He also claims the ICF race commissaire (chief steward) should have stopped all the cars coming down the hill until all the cyclists had passed.

The ICF, he further alleges, failed to provide a sufficient number of stewards and failed to take appropriate steps against the first two named defendants who, it was alleged, was causing problems during the race.

The defendants had denied the claims. They claimed Mr Geary failed to keep a proper lookout and failed to have any due regard for his own safety.

However in his judgment Mr Justice Kearns said that when he took all the facts into consideration he could not find any breach of duty of care by the defendants in the action.

The Judge said that the any adverse finding against the IFC in this case would have been “very harsh”.

The Judge said from the evidence there were no complaints made about Mr Rostaing’s driving during the race. The Judge said he was also satisfied that Mr Rostaing had followed established protocol for service vehicles during races.

The Judge said that in competitive races “cyclists have to be mindful of dangers” when descending on narrow roads, as was the case in this instance, particularly those posed by service vehicles.

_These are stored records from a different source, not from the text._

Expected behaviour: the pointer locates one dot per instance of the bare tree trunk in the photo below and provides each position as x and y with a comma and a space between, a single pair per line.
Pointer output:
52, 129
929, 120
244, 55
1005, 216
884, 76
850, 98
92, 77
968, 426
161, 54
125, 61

The Judge also stated that it does not necessary follow that there has been negligence when accidents occur involving willing participants in high-risk sports such as boxing or cycling. That was something that should be taken into account by anyone considering taking an action arising out of an injury sustained in a dangerous sport.

The Judge said that there was a lot of truth in the statement that “sports and courts should stay far away from each other”.